London math-pop quartet Quadrilles first came on my radar in 2015 with their last release Isotopes, and their new full-length Amuse Bouche is an impressive step forward by the band. Their songwriting has matured greatly and this album is full of lush textures and melodies combined with intertwining rhythms and harmonies that create dense arrangements and a band that is firmly outside the box of whatever you would assume a math-pop band would sound like. On first listen to Amuse Bouche I couldn’t help, but feel a sense of invitation, and the music is very inviting and welcoming in a way that I feel very few contemporary ‘math’ bands can or try to pull off. The Quadrille was an European style of dance that originated in France and peaked in popularity in the 18th and 19th centuries and is similar to the American Square Dance. I don’t know if the band had the dance in mind when songwriting, but the jubilant and bouncy melodies found in Quadrilles songs fit well for a band named after a complexly coordinated, yet fun and inviting dance.
After a very short intro short or wake up call to the listener the band doesn’t mess around and ‘£15 Dinners’ is a really catchy tune that incorporates a wide plethora of influences and great back and forth guitar work between Luke Barber and Ken Chu. Luke Barber’s vocals are powerful throughout the album and quite unique sounding. I think a key element to the openness and inviting feeling of the music comes from Luke’s vocals that kind of guide you and lead you around the twists and turns the music takes in every song.
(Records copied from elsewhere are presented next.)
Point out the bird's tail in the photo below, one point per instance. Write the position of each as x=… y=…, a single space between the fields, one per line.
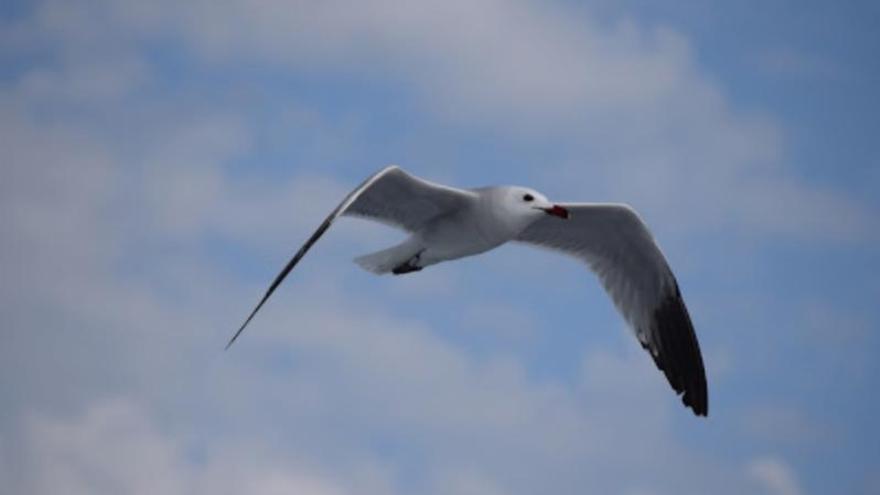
x=384 y=261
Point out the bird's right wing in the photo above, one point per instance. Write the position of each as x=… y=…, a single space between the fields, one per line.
x=619 y=248
x=390 y=196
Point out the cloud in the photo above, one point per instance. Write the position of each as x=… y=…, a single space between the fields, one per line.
x=114 y=447
x=629 y=111
x=116 y=236
x=775 y=476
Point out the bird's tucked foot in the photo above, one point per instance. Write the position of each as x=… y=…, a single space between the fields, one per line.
x=411 y=265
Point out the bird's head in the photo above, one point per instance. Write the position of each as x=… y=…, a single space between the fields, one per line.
x=530 y=203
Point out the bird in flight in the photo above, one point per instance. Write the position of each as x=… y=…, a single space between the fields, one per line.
x=446 y=223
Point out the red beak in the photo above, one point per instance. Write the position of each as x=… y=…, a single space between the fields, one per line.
x=557 y=211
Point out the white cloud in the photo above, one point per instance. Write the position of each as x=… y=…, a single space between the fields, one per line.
x=115 y=448
x=355 y=396
x=775 y=476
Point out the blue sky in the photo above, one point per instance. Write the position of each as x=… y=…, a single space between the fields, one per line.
x=163 y=161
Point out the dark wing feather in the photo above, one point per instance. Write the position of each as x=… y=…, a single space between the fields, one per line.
x=620 y=249
x=391 y=196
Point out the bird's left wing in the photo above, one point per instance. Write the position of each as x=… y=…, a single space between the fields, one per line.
x=616 y=244
x=390 y=196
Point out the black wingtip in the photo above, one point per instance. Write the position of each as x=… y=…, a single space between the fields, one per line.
x=678 y=353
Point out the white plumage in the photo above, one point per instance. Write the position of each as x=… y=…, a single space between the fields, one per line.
x=447 y=223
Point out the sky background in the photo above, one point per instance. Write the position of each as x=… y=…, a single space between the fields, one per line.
x=161 y=161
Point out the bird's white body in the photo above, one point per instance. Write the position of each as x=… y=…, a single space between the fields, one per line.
x=447 y=223
x=490 y=217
The other Luke in the band, Luke Gain on drums, is super solid and one of my favorite things about Luke’s drumming is he’s a very melodic drummer and instead of always sitting in the pocket or trying to overplay and play on top of the rhythm he plays a lot of cool beats that line up with the melodies. A great example of this is on the song ‘Nang Steed’ and he opens the song with a shuffle beat in conjunction with the open guitar riff and by the verses is playing a very melodic beat that bounces along with the guitar melodies and bass line and then pops into place with a more subdued backbeat for the chorus playing in-between the notes. Dave Molnar is a quiet beast on the bass, and he’s the anchor of the band that really brings the guitars, vocals, and drums all together, but in a way that’s not instantly recognizable, but in a way that is subtle yet very important. Dave’s bass work on ‘Kebob Pizza’ is some of my favorite bass lines I’ve heard in 2017 thus far, and it’s not just good bass playing, but great part writing and arrangement in the context of the song.
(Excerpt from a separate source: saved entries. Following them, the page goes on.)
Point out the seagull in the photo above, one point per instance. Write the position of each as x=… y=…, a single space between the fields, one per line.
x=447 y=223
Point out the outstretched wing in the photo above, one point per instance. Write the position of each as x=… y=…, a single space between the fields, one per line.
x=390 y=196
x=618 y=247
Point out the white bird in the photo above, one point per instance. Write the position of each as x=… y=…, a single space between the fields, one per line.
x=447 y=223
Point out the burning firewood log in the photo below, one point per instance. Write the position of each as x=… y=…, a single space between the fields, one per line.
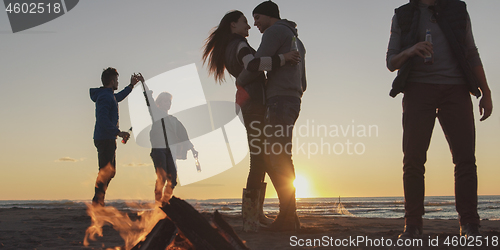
x=160 y=237
x=199 y=231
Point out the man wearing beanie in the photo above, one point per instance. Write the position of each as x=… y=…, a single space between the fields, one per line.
x=284 y=90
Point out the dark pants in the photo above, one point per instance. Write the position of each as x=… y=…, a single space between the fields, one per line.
x=282 y=112
x=254 y=120
x=452 y=105
x=164 y=168
x=106 y=154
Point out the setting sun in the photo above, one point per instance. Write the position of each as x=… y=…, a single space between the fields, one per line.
x=302 y=187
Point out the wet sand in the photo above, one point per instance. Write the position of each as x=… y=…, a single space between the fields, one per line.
x=65 y=229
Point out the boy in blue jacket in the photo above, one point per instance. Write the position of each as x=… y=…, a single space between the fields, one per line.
x=107 y=129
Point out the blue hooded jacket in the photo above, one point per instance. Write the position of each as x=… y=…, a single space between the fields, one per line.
x=106 y=111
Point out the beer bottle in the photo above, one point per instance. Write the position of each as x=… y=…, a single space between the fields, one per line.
x=129 y=131
x=294 y=46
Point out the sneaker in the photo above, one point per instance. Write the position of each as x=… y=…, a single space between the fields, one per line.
x=411 y=232
x=282 y=224
x=470 y=229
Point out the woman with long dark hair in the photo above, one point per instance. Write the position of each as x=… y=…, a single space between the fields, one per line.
x=227 y=48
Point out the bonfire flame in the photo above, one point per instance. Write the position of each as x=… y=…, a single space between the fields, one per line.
x=131 y=231
x=340 y=209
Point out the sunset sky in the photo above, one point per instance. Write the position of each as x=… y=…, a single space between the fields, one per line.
x=48 y=118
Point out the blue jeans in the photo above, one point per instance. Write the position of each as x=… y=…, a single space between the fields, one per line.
x=162 y=158
x=254 y=120
x=107 y=168
x=282 y=112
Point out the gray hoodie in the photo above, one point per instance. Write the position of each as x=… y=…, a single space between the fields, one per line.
x=289 y=80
‘Forzano’ is a real stand out track to me because the band was willing to go into territory on that song that a lot of other contemporary ‘math’ bands be them math-pop, math-rock, whatever aren’t willing to go, and that’s write a really great ballad. The song immediately conjured feelings in my mind of old Sothern Records bands from the 1990’s like Rex and Karate and is unabashedly a very lush acoustic ballad while remaining dense in its arrangements and melodies. The band goes out swinging to end the album with ‘Parmo is Parmo Backwards’ which is the most ‘mathy’ and most musically drive song on the album. Unabashed is great way to sum up the album, and Quadrilles do things their own way and that’s apparent because there’s few bands that sound like Quadrilles. If you like well thought out original music, you should give this album a listen and see if it invites you in.